A donkey wakes up and decides to take some me time and walk to look at the mountain view. On her way out, her life donkey partner asks “Would you mind taking these carrots to my Cousin Angela who lives mid-mountain?” “Yes, of course” says Donkey and off she meanders.
A short time later she bumps into her old stable-mate, Sheep, grazing on the winding path. “Hey Donkey will you take this bag of wool over to the west field” she said “it’s a little out of your way but you don’t mind, do you?” “Yes, that’s fine” Donkey replies and she continues on her day trip.
Whilst pausing for a sneaky carrot, Mr Farmer catches up. “I know it’s your day off but I’ll pay you to take these potatoes to the east field”. “Yes, no problem, see you tomorrow” and Donkey continues.
A few tiring hours later and heavily laden, her niece Donklette comes bounding over. “Aunt Donkey, will you take this small yellow twig to the top of the mountain?” Donkey realised she could not climb any higher, this was the final straw! With shoulders slumped and tail dragging Donkey turned and sadly stumbled down the hill.
Are you a willing donkey that cannot say no? I am a ‘Social Yesser’ I try to keep others happy by saying yes to every social invitation. Inevitably I let everyone down because unknowingly I have arranged to go to the theatre, a friend’s birthday and am meant to be spending the same evening in Venice.
Common sense and a diary will help me but what happens if you are the ‘Oklahoma Yesser’? Those who prefer to say yes to all significant other requests than to deal with the guilt they feel by saying no.
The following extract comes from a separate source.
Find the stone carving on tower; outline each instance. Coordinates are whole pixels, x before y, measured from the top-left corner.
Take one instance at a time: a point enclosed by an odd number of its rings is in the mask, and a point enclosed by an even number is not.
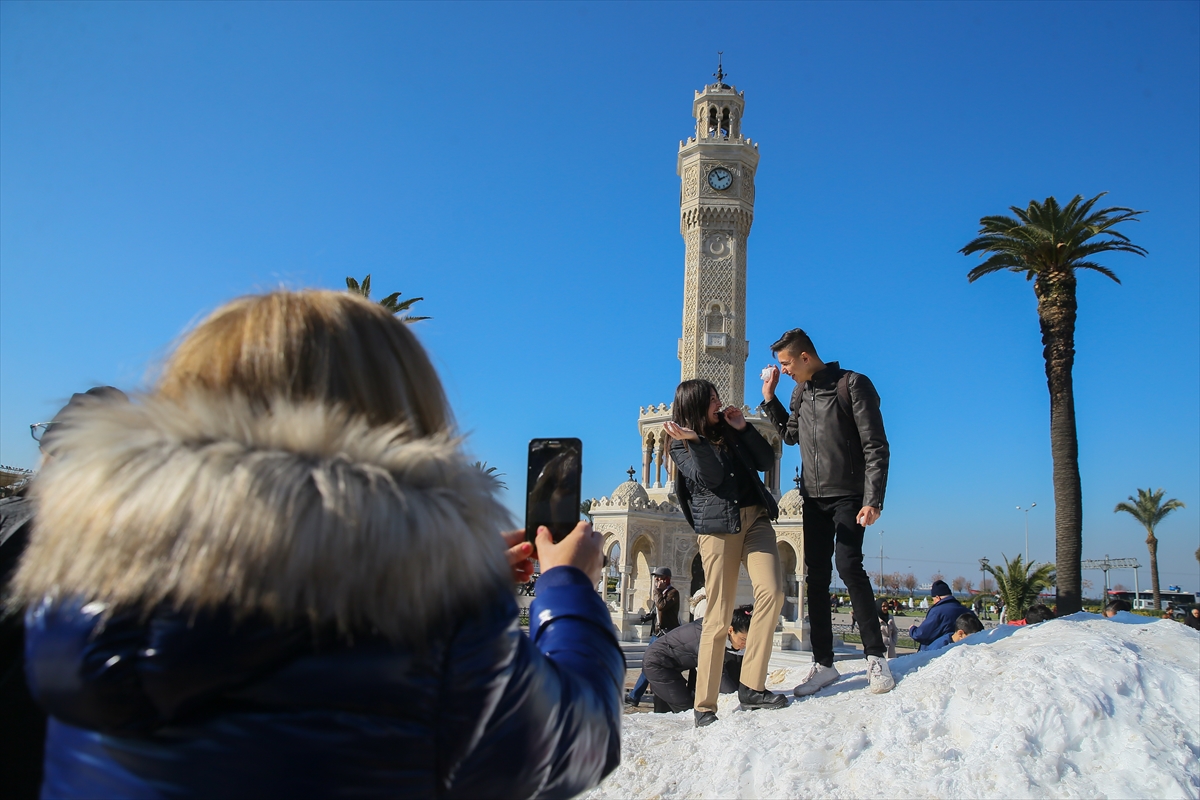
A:
[[[714,77],[715,83],[695,93],[695,135],[679,143],[676,161],[684,240],[680,380],[711,381],[723,403],[742,408],[747,421],[775,450],[775,465],[764,482],[779,497],[783,443],[769,420],[746,407],[744,392],[750,347],[746,340],[746,240],[754,222],[758,145],[742,135],[745,93],[725,83],[721,66]],[[591,501],[589,513],[609,557],[604,598],[622,639],[637,639],[647,632],[639,620],[648,603],[653,568],[670,567],[674,585],[685,598],[703,585],[696,534],[679,510],[675,493],[677,476],[663,431],[663,423],[670,419],[671,407],[666,403],[639,409],[641,480],[634,477],[638,470],[630,468],[629,480],[609,496]],[[777,646],[799,649],[806,647],[807,637],[800,622],[804,547],[798,490],[782,498],[780,511],[776,531],[787,599]],[[744,567],[737,602],[753,602]],[[682,607],[680,612],[681,621],[686,621],[688,608]]]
When asked by her fella to help paint a bar he was refurbishing, Annie is a girl who just can’t say no. She was poorly, tired and had completed a long day’s work; however Annie cancelled her arrangement with her sister and the sofa and obediently went. On arrival she painted the men’s urinals until four o’clock in the morning before starting her day job.
It is better to be a ‘Yesser’ than the ‘Serial Noah’ who declines all invitations, is unhelpful, unreliable and ultimately stops being liked. But there must be a middle ground and after much deliberation I have an uneducated suggestion. Choose six or seven life priorities; for example family, friends, job/money, partners, health, fun, home. If by saying yes negatively impacts 3 or more of your priorities then maybe that’s the time to say no!
Annie could have saved herself a hideous evening painting the toilets if when asked she totalled up her priorities. By helping her partner the impact on her health, fun, home, family, and work outweighed any guilt. But that’s easier said than done, how could she actually say no? There are several refusal techniques; The Positive – “Hey honey, I'd love to but I’m exhausted and won’t be any use.” The Unhelpful - “How can you even ask, you should have organised help in advance” and finally my favourite; The Emotional Refusal, “Sod off, I’m not a donkey!”